Am Dienstag war noch ein Heimspiel angesagt: Ursula von der Leyen trat vor ihrer eigenen Fraktion auf, den europäischen Christdemokraten. Von ihnen darf sie am meisten Unterstützung erwarten, sogar vom eher euroskeptischen Flügel der Volkspartei in Osteuropa.
Heute galt es nun, Stimmen bei anderen, proeuropäischen Fraktionen zu sichern.
Spitzenämter für ihre Konkurrenten
Den Sozialdemokraten versprach sie, dass deren Spitzenkandidat, der Niederländer Frans Timmermans, ihr Stellvertreter werden soll.
Und sie wünsche sich, dass die EU-Kommission künftig aus gleich vielen Frauen wie Männern zusammengesetzt werde. Sie erwarte entsprechende Vorschläge aus den Mitgliedsstaaten. Am Mittag, bei den Liberalen, kündigte von der Leyen Ähnliches an: Auch deren Spitzenkandidatin, Margrethe Vestager, soll in der EU-Kommission eine herausragende Funktion erhalten.
Den zahlreichen Vertretern der britischen Liberalen versicherte sie, alles zu tun, um den drohenden Brexit so geordnet wie möglich zu gestalten. Das heisst, sie verteidigt die jetzige EU-Strategie, alles daranzusetzen, dass der ausgehandelte Vertrag doch noch eine Mehrheit im Vereinigten Königreich findet.
Klimawandel, Migration und Digitalisierung
Und natürlich brauche Europa eine ambitionierte Klimapolitik, so wie dies von den Wählern bei der Europawahl klar zum Ausdruck gebracht wurde.
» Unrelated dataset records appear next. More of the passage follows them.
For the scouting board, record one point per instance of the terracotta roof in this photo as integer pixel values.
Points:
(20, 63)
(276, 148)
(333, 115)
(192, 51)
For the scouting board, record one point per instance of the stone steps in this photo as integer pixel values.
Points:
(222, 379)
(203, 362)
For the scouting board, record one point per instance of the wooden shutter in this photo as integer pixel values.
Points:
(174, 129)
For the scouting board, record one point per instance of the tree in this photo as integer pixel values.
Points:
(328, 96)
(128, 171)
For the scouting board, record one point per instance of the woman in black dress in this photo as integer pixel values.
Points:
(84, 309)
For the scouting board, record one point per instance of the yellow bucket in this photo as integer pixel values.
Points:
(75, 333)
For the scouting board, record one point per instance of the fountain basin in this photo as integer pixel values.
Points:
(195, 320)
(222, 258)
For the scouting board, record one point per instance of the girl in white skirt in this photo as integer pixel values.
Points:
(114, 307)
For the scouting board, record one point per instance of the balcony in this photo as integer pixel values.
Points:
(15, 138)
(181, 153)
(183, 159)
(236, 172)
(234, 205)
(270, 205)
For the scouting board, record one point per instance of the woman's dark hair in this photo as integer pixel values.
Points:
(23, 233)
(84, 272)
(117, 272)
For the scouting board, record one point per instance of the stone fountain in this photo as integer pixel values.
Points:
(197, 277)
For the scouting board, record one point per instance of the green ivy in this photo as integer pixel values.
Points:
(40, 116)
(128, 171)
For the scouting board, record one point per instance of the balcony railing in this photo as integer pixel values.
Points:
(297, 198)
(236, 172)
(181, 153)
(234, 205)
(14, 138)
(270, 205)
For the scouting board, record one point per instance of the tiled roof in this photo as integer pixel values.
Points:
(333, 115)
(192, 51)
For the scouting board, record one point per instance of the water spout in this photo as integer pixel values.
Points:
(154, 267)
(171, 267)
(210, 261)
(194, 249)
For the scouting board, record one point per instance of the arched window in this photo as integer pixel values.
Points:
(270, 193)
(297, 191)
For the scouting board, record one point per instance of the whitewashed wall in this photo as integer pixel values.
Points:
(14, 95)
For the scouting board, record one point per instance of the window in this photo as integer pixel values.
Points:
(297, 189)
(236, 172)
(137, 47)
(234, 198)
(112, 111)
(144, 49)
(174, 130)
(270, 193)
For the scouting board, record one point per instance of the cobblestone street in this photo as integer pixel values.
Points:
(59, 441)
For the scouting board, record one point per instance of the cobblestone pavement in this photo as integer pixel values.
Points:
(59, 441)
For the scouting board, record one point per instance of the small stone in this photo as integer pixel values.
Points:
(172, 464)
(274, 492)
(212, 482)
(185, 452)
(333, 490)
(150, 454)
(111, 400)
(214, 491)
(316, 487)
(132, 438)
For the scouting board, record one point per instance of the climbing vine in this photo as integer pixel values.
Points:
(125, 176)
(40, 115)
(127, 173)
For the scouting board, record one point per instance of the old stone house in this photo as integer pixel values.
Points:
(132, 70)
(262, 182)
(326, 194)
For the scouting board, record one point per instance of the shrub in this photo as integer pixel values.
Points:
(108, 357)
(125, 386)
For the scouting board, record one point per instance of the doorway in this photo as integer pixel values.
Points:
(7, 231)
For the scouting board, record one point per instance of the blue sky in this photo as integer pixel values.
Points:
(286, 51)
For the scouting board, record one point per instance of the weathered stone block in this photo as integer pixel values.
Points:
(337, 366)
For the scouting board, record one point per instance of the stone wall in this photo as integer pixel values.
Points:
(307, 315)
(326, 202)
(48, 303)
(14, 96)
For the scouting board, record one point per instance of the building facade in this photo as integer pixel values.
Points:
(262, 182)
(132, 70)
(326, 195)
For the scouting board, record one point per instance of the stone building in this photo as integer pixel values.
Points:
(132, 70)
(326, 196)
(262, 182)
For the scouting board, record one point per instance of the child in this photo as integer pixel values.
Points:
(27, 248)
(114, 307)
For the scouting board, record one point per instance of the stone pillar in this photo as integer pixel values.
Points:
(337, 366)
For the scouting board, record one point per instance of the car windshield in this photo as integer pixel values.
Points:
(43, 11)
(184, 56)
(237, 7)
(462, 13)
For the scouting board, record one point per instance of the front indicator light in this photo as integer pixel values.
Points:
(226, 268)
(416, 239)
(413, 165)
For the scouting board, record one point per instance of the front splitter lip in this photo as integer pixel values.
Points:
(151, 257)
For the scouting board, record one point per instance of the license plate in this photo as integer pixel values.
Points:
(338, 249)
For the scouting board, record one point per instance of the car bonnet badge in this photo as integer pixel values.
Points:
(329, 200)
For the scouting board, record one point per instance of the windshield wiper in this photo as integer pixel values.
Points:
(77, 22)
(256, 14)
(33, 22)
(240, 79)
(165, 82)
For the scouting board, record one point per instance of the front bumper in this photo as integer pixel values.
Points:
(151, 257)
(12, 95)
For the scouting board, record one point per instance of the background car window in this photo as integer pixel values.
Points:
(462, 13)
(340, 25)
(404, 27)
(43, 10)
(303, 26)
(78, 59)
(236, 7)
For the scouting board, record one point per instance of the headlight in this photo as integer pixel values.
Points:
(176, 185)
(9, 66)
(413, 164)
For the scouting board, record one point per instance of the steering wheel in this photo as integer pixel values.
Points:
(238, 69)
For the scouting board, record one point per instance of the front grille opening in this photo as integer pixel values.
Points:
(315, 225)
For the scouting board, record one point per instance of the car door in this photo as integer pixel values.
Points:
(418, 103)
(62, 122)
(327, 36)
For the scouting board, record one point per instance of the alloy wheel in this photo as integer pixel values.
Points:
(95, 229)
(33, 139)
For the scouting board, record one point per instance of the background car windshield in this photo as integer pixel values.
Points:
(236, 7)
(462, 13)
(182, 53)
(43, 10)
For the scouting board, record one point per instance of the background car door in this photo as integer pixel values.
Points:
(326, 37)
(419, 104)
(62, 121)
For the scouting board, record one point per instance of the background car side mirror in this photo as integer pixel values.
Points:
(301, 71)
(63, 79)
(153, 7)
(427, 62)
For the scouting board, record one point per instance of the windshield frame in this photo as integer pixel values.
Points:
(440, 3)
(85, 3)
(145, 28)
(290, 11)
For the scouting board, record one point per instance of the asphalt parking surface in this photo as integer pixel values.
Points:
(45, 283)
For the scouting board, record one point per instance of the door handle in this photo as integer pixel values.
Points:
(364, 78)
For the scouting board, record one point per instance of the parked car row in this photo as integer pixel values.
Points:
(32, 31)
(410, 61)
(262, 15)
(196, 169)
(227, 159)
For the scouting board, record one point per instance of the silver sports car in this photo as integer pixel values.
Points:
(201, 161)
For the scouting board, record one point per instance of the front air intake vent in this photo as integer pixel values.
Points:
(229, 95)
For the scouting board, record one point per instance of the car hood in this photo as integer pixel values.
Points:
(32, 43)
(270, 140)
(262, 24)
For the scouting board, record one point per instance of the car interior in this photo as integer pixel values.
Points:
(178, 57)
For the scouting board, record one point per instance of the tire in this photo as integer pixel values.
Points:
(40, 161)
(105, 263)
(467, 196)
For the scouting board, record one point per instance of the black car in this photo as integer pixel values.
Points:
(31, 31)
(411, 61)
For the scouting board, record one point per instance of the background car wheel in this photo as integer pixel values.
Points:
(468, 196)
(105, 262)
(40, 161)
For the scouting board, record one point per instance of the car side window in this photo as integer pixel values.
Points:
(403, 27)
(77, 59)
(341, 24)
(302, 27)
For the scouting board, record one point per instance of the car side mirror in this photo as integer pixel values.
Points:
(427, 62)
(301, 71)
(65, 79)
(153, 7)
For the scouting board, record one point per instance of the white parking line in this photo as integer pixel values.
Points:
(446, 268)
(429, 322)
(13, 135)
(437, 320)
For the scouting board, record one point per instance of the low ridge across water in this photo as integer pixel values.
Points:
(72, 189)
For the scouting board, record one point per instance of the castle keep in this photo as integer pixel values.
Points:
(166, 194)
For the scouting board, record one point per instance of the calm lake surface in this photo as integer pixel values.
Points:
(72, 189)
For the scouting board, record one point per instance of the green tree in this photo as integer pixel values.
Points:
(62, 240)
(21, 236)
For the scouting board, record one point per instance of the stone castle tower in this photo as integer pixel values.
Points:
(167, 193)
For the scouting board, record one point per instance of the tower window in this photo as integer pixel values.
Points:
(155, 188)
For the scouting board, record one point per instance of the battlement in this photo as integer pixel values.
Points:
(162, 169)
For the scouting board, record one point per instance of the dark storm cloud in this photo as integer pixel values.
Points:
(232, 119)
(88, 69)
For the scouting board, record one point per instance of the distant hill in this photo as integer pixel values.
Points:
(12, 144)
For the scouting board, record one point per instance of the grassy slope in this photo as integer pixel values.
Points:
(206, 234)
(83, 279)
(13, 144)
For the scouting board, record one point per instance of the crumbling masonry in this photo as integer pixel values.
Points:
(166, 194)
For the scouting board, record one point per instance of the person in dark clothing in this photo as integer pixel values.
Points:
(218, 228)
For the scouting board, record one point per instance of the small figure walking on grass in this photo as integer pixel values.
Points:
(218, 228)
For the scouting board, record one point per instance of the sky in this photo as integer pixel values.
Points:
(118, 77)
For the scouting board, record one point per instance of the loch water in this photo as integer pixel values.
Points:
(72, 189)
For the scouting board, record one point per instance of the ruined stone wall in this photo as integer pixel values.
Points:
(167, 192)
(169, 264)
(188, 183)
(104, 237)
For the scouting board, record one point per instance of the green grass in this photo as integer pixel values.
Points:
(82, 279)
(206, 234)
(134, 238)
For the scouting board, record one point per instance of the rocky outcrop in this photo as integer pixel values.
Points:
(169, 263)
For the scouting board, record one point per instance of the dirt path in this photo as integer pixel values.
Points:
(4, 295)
Die EU müsse sich auf ein abgestimmtes Asylverfahren einigen, eine klare Haltung in der Flüchtlingsfrage finden und einen Schub bei der Digitalisierung anstreben.
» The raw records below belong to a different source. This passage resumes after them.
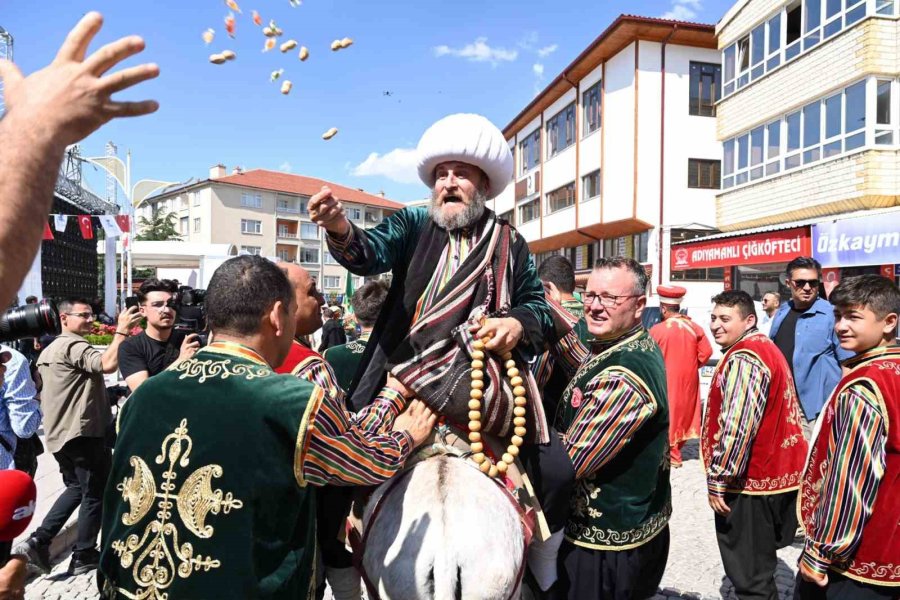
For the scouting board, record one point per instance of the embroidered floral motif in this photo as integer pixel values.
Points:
(157, 555)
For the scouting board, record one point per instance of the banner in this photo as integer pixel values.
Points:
(755, 249)
(858, 242)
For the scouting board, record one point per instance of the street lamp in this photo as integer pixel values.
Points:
(121, 172)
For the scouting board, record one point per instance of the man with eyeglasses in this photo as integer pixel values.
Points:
(151, 351)
(803, 329)
(614, 423)
(76, 417)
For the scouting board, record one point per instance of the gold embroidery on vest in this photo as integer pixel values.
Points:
(157, 555)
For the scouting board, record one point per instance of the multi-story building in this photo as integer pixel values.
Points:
(618, 154)
(809, 121)
(265, 212)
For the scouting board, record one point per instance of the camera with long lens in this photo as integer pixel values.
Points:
(29, 321)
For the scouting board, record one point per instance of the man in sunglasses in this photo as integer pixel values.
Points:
(76, 417)
(803, 329)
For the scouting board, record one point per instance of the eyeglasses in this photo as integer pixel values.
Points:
(82, 315)
(802, 283)
(607, 300)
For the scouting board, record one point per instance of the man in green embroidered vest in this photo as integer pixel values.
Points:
(346, 358)
(614, 422)
(209, 494)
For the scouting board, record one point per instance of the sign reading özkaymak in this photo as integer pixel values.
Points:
(862, 241)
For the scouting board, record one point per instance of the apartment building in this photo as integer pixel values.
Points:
(265, 212)
(809, 121)
(618, 154)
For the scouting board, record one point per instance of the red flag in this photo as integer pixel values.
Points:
(123, 222)
(87, 228)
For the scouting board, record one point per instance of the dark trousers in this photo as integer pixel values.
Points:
(84, 463)
(748, 537)
(634, 574)
(842, 588)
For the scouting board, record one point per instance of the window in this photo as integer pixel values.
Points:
(309, 255)
(530, 151)
(251, 200)
(309, 231)
(529, 211)
(251, 227)
(704, 89)
(591, 100)
(590, 185)
(561, 131)
(561, 198)
(703, 174)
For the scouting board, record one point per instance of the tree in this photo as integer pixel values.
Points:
(159, 227)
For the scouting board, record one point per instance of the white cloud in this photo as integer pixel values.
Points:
(397, 165)
(547, 50)
(683, 10)
(478, 51)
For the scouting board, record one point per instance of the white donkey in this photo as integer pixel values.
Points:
(443, 531)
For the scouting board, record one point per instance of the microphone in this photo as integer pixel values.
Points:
(17, 496)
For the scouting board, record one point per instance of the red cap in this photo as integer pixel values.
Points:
(670, 294)
(17, 495)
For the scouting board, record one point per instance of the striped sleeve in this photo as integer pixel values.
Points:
(358, 449)
(746, 387)
(856, 463)
(616, 404)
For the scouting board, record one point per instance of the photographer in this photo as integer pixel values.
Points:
(152, 351)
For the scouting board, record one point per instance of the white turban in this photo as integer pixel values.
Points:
(470, 139)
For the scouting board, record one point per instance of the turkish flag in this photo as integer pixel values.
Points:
(87, 227)
(124, 223)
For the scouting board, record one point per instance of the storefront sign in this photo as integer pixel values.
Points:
(858, 242)
(756, 249)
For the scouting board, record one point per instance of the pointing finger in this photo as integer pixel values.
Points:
(75, 46)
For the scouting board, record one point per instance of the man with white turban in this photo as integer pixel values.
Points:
(460, 274)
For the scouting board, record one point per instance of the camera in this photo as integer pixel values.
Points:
(29, 320)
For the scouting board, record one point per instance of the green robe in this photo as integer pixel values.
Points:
(206, 497)
(628, 501)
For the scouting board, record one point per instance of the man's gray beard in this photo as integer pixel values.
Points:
(469, 216)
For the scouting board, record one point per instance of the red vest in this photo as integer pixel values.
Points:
(877, 560)
(298, 354)
(778, 451)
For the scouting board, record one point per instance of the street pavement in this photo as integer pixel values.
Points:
(694, 569)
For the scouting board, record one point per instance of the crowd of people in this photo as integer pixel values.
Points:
(230, 470)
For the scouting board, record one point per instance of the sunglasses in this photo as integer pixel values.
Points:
(802, 283)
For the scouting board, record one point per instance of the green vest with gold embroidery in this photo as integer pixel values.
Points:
(627, 501)
(206, 497)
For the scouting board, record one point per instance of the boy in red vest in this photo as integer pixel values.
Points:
(752, 446)
(850, 492)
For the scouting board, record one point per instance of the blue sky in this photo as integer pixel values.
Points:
(412, 62)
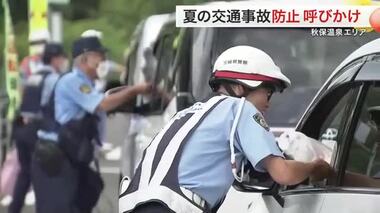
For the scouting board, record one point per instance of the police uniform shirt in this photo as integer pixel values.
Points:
(75, 95)
(205, 166)
(49, 83)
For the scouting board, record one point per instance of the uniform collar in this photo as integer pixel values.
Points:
(83, 75)
(45, 68)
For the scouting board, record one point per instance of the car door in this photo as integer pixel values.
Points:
(150, 117)
(358, 183)
(326, 120)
Offen zeigte sich von der Leyen auch dafür, in fünf Jahren transnationale Listen bei der Europawahl einzuführen. Am späten Nachmittag wiederholte sie all diese Versprechen vor der Fraktion der Grünen. Dort ist die Skepsis gegenüber ihrer Nomination für das EU-Präsidium am grössten.
Darum geht es in diesen Tagen: Von der Leyen darf nicht anecken, sich keinen Fehltritt erlauben, sie muss Verständnis auf alle Seiten hin signalisieren und einen breiten politischen Konsens suchen. Abgerechnet wird voraussichtlich am kommenden Dienstag. Dann ist ihre Wahl im EU-Parlament angesetzt.
Bis dahin will sie weiter um jede Stimme werben – im Wissen darum, dass tatsächlich jede Stimme zählen wird.